The gambling industry says it has introduced a code of conduct for player protection and responsible gaming. In a response to a debate earlier this year on Fixed Odds Betting Terminals, the Association of British Bookmakers said: 'We accept there are concerns about these gaming machines and are always open to a constructive dialogue with politicians about the appropriate powers for local authorities.'
Gambling addict David Armstrong banned himself from every betting shop in Norwich and East Anglia in 2012, after he lost £100,000 in four years on the controversial fixed odds betting terminals.

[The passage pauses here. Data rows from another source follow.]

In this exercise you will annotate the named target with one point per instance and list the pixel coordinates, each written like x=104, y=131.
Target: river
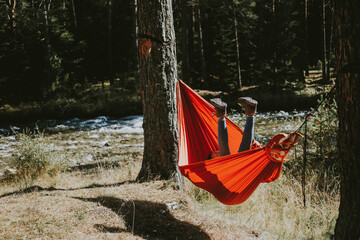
x=84, y=141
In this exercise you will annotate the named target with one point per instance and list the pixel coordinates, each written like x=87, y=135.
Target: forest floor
x=124, y=100
x=109, y=204
x=106, y=203
x=98, y=197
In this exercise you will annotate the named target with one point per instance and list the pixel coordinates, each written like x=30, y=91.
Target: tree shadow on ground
x=149, y=220
x=50, y=189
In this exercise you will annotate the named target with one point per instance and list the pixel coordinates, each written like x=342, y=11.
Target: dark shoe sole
x=247, y=100
x=217, y=102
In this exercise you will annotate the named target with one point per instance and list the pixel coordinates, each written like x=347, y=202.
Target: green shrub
x=35, y=157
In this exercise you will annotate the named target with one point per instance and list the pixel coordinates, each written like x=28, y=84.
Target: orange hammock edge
x=233, y=178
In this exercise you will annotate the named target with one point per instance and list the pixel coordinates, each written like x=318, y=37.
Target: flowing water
x=86, y=141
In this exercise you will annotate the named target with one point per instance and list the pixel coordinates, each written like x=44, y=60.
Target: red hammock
x=233, y=178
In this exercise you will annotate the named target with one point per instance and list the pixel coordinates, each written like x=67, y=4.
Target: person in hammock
x=249, y=105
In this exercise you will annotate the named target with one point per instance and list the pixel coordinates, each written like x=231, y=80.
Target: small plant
x=35, y=158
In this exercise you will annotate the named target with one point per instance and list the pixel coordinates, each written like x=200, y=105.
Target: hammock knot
x=279, y=146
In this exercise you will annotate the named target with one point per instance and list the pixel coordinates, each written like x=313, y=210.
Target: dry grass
x=276, y=210
x=100, y=205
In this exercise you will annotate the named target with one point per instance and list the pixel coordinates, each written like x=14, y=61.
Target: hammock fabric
x=233, y=178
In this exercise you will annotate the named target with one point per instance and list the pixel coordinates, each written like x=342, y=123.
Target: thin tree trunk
x=191, y=42
x=135, y=35
x=185, y=67
x=11, y=13
x=306, y=39
x=74, y=13
x=237, y=47
x=324, y=65
x=109, y=33
x=274, y=62
x=158, y=76
x=201, y=46
x=347, y=50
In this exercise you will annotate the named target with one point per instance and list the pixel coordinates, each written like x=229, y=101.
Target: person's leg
x=220, y=108
x=248, y=135
x=223, y=137
x=250, y=106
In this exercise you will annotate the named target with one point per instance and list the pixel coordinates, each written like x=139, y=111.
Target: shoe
x=220, y=106
x=249, y=105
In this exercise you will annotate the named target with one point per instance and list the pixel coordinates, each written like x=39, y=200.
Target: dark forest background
x=51, y=49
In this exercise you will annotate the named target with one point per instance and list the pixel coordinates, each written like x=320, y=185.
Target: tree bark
x=185, y=66
x=74, y=13
x=201, y=46
x=347, y=50
x=324, y=65
x=109, y=33
x=158, y=76
x=237, y=47
x=306, y=39
x=11, y=13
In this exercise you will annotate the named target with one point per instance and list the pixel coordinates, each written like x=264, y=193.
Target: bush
x=35, y=158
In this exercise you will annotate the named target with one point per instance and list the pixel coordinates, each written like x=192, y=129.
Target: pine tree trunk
x=109, y=31
x=237, y=47
x=158, y=76
x=11, y=13
x=306, y=39
x=185, y=66
x=324, y=65
x=201, y=46
x=74, y=13
x=135, y=37
x=191, y=42
x=347, y=50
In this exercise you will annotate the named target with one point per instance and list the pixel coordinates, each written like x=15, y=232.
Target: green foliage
x=322, y=151
x=35, y=157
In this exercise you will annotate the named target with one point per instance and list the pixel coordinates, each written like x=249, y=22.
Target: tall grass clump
x=35, y=157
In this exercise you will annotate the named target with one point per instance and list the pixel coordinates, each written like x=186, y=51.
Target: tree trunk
x=135, y=34
x=347, y=50
x=191, y=42
x=201, y=46
x=185, y=66
x=237, y=46
x=74, y=13
x=11, y=13
x=158, y=76
x=306, y=40
x=109, y=30
x=275, y=32
x=324, y=65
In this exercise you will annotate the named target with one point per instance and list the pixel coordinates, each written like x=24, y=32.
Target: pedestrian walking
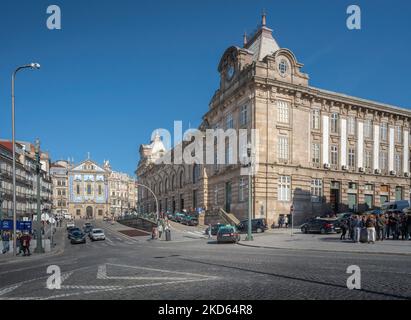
x=370, y=225
x=25, y=240
x=160, y=230
x=380, y=227
x=344, y=227
x=6, y=241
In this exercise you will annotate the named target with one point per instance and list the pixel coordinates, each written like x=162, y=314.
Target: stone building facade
x=26, y=180
x=318, y=151
x=90, y=190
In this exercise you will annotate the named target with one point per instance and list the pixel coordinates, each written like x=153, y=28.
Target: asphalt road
x=123, y=268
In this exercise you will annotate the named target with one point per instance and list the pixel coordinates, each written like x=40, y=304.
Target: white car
x=97, y=234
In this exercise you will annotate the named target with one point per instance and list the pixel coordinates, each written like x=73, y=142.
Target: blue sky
x=120, y=69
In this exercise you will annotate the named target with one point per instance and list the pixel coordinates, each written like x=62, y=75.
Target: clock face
x=230, y=72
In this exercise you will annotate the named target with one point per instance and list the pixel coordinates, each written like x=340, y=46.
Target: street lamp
x=39, y=244
x=33, y=66
x=249, y=164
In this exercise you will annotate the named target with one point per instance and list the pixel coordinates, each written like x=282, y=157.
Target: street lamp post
x=249, y=236
x=39, y=244
x=13, y=77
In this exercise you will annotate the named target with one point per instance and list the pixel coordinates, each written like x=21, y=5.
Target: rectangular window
x=284, y=188
x=229, y=121
x=383, y=131
x=398, y=134
x=316, y=190
x=241, y=195
x=368, y=129
x=315, y=152
x=334, y=155
x=315, y=119
x=282, y=148
x=397, y=162
x=351, y=157
x=383, y=161
x=351, y=126
x=282, y=111
x=334, y=123
x=243, y=115
x=368, y=159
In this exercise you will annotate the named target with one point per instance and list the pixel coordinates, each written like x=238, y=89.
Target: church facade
x=318, y=152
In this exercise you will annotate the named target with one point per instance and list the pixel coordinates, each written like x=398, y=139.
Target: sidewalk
x=282, y=239
x=56, y=248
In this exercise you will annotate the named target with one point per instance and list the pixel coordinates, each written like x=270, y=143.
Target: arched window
x=196, y=172
x=181, y=180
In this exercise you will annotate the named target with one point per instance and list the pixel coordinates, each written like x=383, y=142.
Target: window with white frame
x=284, y=188
x=351, y=126
x=282, y=148
x=334, y=122
x=383, y=131
x=383, y=160
x=243, y=115
x=316, y=190
x=351, y=157
x=315, y=119
x=397, y=162
x=398, y=134
x=334, y=155
x=315, y=153
x=368, y=159
x=368, y=129
x=229, y=121
x=242, y=189
x=282, y=111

Mr Armstrong said at the time that the addiction had cost him his partner and he had amassed huge debts that he paid off by raising money on the equity of his house.
The retired car salesman said his addiction to the machines had 'ruined' his life and warned other vulnerable people, especially youngsters, that what starts off as a little fun can easily turn into an out-of-control monster.
He had never gambled until four years before he banned himself two years ago.
He went into a bookmakers in Anglia Square in Norwich, and during the next year he started to spend an hour every evening on the machines and soon became addicted.
He tried counselling, hypnosis and finally self-excluded
himself from all Norwich betting shops, but would still travel to other towns in East Anglia to play.
Finally, he banned himself
from all betting shops in the region.